Unlike supposed, my oral presentation was not performed regularly because of the irregularly worked projector from my EEEPC901 net-book with Fedora 17, which I used for several times and demonstrated twice within the conference dates. The Algebra Session was tight in schedule, so that I used my OHP backup for the optical camera with the use of my green laser pointer. I hope my above-mentioned slide file will be useful for someone who is interested in the relation between the Higgs mechanism (of physicist's sense) and the chiral algebra (Hamiltonian method on the worldsheet Riemann surface) theory with the base change of target space Kaehler manifolds (Lagrangian method of factorization algebra).

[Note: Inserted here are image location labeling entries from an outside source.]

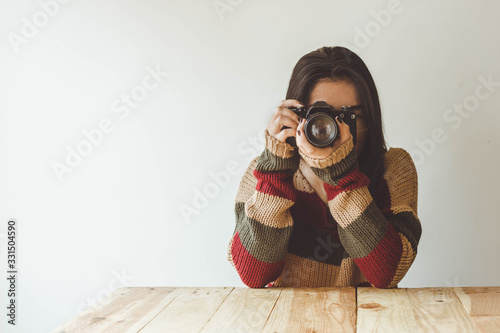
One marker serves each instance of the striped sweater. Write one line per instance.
(286, 236)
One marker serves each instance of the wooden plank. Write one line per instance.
(324, 309)
(384, 310)
(125, 309)
(189, 311)
(412, 310)
(483, 305)
(244, 310)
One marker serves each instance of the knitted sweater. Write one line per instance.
(286, 236)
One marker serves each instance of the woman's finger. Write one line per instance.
(344, 130)
(281, 121)
(302, 142)
(286, 133)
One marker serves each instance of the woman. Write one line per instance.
(344, 215)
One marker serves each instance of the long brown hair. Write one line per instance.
(341, 64)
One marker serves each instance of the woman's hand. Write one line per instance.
(320, 153)
(284, 117)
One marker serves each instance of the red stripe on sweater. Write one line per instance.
(277, 183)
(253, 272)
(379, 267)
(354, 179)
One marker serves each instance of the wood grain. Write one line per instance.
(244, 310)
(314, 310)
(483, 305)
(412, 310)
(190, 311)
(124, 310)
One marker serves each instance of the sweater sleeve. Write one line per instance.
(264, 224)
(382, 241)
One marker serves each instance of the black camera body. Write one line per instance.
(320, 127)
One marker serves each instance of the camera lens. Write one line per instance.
(321, 130)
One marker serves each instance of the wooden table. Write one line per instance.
(345, 309)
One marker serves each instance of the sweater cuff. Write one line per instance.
(278, 148)
(336, 165)
(335, 157)
(277, 156)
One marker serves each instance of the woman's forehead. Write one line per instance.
(335, 93)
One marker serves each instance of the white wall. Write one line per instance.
(115, 219)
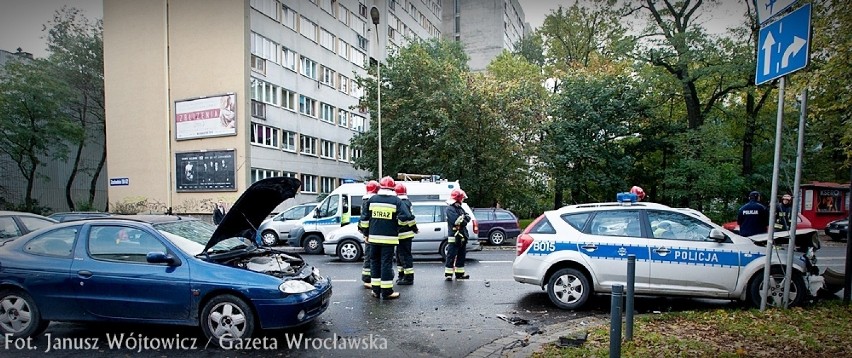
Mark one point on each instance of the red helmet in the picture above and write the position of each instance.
(640, 194)
(372, 187)
(387, 183)
(400, 189)
(458, 195)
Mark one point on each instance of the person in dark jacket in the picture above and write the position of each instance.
(457, 220)
(753, 217)
(381, 224)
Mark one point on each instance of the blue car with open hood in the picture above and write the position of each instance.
(162, 269)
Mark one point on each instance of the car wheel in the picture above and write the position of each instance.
(444, 249)
(227, 318)
(313, 244)
(19, 316)
(497, 237)
(798, 291)
(349, 251)
(269, 237)
(568, 289)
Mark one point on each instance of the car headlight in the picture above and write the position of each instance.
(296, 286)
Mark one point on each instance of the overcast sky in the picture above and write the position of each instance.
(22, 21)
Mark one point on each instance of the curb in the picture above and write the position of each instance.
(523, 344)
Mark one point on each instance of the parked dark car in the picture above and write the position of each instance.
(16, 223)
(496, 225)
(77, 215)
(162, 269)
(838, 229)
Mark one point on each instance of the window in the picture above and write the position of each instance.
(258, 109)
(327, 40)
(259, 174)
(343, 49)
(309, 183)
(622, 223)
(328, 76)
(118, 243)
(288, 17)
(309, 145)
(264, 135)
(357, 123)
(58, 243)
(327, 113)
(343, 84)
(289, 99)
(288, 58)
(327, 185)
(288, 141)
(307, 106)
(343, 118)
(258, 64)
(309, 68)
(307, 28)
(327, 149)
(343, 152)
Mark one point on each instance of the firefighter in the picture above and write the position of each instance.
(457, 220)
(372, 189)
(381, 223)
(404, 260)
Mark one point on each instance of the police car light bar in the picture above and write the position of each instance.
(626, 198)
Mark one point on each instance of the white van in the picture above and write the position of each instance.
(312, 229)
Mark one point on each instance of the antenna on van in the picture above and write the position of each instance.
(419, 177)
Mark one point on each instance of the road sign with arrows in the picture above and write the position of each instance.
(783, 45)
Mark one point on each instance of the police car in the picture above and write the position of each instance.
(581, 250)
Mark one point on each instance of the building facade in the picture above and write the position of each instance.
(484, 27)
(204, 97)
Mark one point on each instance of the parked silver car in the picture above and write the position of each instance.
(272, 229)
(347, 243)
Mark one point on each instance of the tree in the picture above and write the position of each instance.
(34, 125)
(76, 57)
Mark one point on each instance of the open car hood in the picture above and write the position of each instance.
(252, 207)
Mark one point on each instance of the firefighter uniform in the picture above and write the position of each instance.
(404, 259)
(457, 221)
(381, 223)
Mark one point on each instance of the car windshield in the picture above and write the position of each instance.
(192, 235)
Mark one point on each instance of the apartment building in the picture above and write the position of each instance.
(484, 27)
(204, 97)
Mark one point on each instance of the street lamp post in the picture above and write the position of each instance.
(374, 13)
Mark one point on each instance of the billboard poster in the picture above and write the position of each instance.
(206, 117)
(211, 170)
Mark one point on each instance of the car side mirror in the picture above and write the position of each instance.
(717, 235)
(161, 258)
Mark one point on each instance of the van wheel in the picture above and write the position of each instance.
(313, 244)
(775, 297)
(568, 289)
(497, 237)
(349, 251)
(269, 237)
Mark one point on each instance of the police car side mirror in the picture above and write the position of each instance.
(717, 235)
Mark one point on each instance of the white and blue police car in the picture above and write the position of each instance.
(581, 250)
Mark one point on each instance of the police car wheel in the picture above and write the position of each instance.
(269, 237)
(775, 298)
(568, 289)
(349, 251)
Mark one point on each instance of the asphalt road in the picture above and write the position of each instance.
(433, 318)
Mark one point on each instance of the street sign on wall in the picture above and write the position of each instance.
(769, 8)
(783, 45)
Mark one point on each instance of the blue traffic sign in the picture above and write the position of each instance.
(782, 46)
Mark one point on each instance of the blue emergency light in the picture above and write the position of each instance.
(626, 198)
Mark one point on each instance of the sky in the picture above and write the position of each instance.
(22, 21)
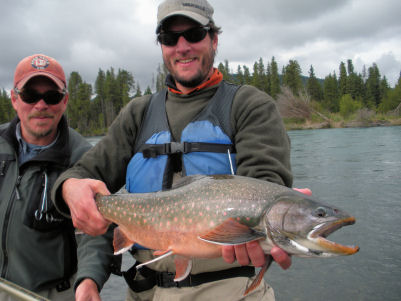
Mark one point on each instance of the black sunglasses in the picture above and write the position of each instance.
(32, 96)
(192, 35)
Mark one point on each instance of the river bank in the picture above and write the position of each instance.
(290, 124)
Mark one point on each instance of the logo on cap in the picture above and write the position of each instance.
(40, 62)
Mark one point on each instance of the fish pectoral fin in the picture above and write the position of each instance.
(163, 254)
(121, 242)
(231, 232)
(183, 266)
(255, 283)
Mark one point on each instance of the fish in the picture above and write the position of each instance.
(202, 213)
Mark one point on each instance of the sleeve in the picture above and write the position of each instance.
(262, 144)
(95, 258)
(108, 159)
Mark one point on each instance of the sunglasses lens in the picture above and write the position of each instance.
(195, 35)
(168, 38)
(53, 97)
(192, 35)
(50, 97)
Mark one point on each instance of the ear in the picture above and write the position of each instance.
(215, 41)
(66, 98)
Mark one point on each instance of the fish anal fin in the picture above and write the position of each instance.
(121, 242)
(231, 232)
(183, 266)
(161, 252)
(255, 283)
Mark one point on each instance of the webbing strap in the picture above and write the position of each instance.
(154, 150)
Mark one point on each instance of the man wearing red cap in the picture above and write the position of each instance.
(39, 250)
(199, 125)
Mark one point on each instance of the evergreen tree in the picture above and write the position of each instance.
(247, 76)
(161, 76)
(313, 86)
(79, 102)
(331, 93)
(292, 77)
(240, 80)
(148, 91)
(6, 109)
(126, 85)
(275, 88)
(373, 93)
(99, 105)
(392, 99)
(342, 80)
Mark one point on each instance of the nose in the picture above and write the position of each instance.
(182, 44)
(41, 105)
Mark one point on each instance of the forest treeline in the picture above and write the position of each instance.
(92, 108)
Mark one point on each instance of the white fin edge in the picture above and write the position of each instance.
(154, 260)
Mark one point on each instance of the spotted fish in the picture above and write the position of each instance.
(203, 213)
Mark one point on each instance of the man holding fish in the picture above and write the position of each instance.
(199, 125)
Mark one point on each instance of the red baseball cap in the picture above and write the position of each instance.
(39, 65)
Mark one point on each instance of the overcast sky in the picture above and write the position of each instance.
(85, 35)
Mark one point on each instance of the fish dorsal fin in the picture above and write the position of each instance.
(184, 181)
(121, 242)
(165, 254)
(183, 266)
(231, 232)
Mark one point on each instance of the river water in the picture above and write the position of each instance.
(358, 170)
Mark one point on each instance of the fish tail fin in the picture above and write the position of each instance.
(183, 266)
(121, 242)
(255, 283)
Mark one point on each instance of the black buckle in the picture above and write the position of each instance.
(166, 279)
(176, 147)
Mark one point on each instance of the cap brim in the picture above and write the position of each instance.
(55, 79)
(191, 15)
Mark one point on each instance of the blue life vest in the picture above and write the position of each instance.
(205, 146)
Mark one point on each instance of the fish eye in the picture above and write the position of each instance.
(320, 212)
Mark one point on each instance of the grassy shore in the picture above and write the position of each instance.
(337, 121)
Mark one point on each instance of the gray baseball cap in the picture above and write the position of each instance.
(198, 10)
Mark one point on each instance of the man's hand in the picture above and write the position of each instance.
(87, 291)
(79, 195)
(253, 252)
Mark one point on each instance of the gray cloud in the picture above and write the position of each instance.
(87, 35)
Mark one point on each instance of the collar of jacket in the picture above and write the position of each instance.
(214, 79)
(58, 154)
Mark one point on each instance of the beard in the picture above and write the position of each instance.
(200, 76)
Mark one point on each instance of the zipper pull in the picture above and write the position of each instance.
(16, 187)
(2, 167)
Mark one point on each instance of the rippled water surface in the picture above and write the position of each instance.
(358, 170)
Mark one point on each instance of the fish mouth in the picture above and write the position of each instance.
(320, 232)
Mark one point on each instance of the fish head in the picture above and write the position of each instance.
(300, 225)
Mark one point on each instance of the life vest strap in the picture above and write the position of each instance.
(154, 150)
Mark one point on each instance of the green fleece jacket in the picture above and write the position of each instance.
(261, 142)
(39, 249)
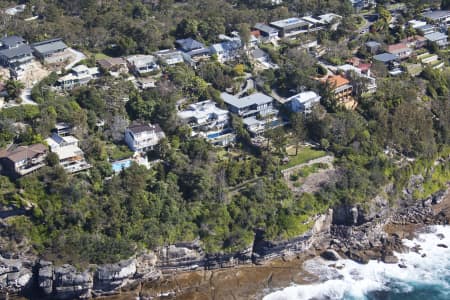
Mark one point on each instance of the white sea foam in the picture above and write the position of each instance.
(355, 281)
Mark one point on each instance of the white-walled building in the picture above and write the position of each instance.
(303, 102)
(79, 75)
(143, 137)
(71, 157)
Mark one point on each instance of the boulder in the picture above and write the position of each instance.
(45, 277)
(390, 259)
(69, 283)
(110, 278)
(330, 254)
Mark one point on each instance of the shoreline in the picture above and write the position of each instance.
(372, 239)
(250, 281)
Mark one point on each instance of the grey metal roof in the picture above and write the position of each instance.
(265, 28)
(49, 47)
(12, 41)
(189, 44)
(436, 14)
(23, 49)
(373, 44)
(436, 36)
(385, 57)
(253, 99)
(258, 53)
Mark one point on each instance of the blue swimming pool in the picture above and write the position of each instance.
(121, 164)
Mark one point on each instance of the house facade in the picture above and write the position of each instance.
(143, 137)
(256, 104)
(15, 52)
(441, 39)
(79, 75)
(71, 157)
(291, 27)
(23, 160)
(401, 50)
(303, 102)
(209, 121)
(142, 64)
(51, 51)
(170, 56)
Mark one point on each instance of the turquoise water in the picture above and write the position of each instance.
(424, 278)
(118, 166)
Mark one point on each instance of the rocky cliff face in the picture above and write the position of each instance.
(355, 232)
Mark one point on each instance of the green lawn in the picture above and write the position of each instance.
(304, 154)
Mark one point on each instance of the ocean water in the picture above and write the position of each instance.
(424, 278)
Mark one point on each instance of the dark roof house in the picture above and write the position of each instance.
(48, 48)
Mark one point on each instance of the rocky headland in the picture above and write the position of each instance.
(184, 270)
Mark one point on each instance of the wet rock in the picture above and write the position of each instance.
(45, 277)
(111, 277)
(390, 259)
(69, 283)
(330, 254)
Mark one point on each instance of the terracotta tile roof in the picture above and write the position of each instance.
(337, 80)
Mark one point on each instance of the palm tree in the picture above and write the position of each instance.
(14, 88)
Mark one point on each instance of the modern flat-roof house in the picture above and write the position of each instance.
(291, 27)
(14, 52)
(170, 56)
(415, 42)
(401, 50)
(227, 50)
(113, 65)
(303, 102)
(208, 120)
(441, 17)
(385, 58)
(266, 32)
(51, 51)
(256, 104)
(371, 82)
(193, 49)
(143, 137)
(439, 38)
(18, 161)
(426, 29)
(79, 75)
(71, 157)
(373, 47)
(142, 64)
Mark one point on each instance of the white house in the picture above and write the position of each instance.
(303, 102)
(71, 157)
(210, 121)
(143, 137)
(371, 81)
(204, 116)
(142, 64)
(170, 56)
(79, 75)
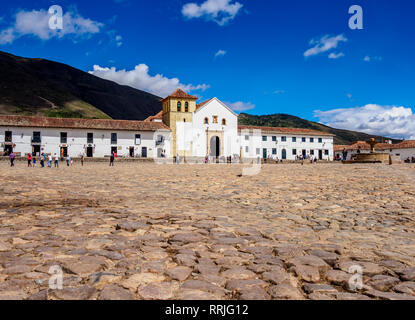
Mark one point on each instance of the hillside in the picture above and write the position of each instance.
(283, 120)
(46, 88)
(42, 87)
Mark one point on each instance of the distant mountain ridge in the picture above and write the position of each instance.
(47, 88)
(38, 87)
(342, 137)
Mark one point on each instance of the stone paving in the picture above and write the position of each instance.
(147, 231)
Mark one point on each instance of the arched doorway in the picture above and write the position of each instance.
(215, 146)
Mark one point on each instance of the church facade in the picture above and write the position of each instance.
(183, 128)
(211, 129)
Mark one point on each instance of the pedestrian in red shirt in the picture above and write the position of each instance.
(29, 160)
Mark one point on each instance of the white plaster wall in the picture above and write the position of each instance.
(231, 143)
(77, 141)
(289, 145)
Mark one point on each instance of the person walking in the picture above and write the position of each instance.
(12, 157)
(344, 154)
(112, 160)
(29, 160)
(42, 160)
(56, 161)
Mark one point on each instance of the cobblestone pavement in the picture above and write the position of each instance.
(147, 231)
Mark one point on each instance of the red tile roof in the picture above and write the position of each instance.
(158, 116)
(179, 93)
(380, 146)
(298, 131)
(406, 144)
(41, 122)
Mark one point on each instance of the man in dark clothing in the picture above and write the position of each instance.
(12, 157)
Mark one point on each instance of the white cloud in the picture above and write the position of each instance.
(336, 55)
(139, 78)
(326, 43)
(7, 36)
(240, 106)
(389, 121)
(220, 11)
(36, 23)
(220, 53)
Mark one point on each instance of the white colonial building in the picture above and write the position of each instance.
(76, 137)
(181, 129)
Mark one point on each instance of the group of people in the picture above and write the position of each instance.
(43, 160)
(308, 157)
(49, 159)
(52, 161)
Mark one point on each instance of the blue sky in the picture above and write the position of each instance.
(257, 55)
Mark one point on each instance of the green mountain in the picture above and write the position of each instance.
(47, 88)
(286, 121)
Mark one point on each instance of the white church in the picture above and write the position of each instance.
(182, 129)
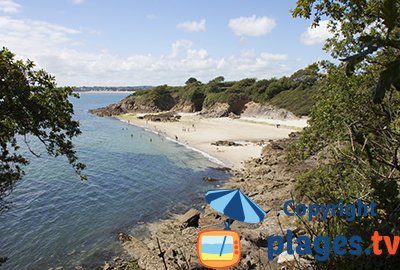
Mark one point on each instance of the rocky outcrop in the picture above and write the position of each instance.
(268, 180)
(130, 104)
(216, 110)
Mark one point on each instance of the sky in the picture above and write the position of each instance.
(153, 42)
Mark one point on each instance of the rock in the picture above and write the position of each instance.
(123, 237)
(216, 110)
(287, 261)
(190, 219)
(226, 143)
(106, 266)
(233, 116)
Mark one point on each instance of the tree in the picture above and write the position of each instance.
(365, 32)
(355, 138)
(31, 106)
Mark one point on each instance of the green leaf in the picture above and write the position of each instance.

The chairperson's question was about my next research plan and I said "I have worked more than 5 years on this topic. From the beginning around the AMS talk of Okounkov, an extension to non-toric cases is a long-standing problem. I also would like to apply the DGA method to quantum invariants." It was because Japanese mathematics is under a serious view from the outside society and Japanese mathematicians have to explain the value to the general public; since Japanese economy faces 20 years of serious decline and the universities are under severe budget cuts.

In the good-old-days of Greek geometry, mathematicians can naively and Platonically quote "Evidently Euclid did not stress the practical aspects of his subject, for there is a tale told of him that when one of his students asked of what use was the study of geometry, Euclid asked his slave to give the student threepence, "since he must make gain of what he learns.""

Nevertheless, nowadays world economics suggests a serious reconsideration of our position of academics in the real-world of general public. So I just started my oral explanation of presentation by saying "If you have to talk to a person in an area other than mathematics, you can appeal algebraic geometry has useful applications (such as blow-ups) to natural science, and not just calculus alone".

I hope I can keep my trial on the recovery of academic value in the calculation-based financial society.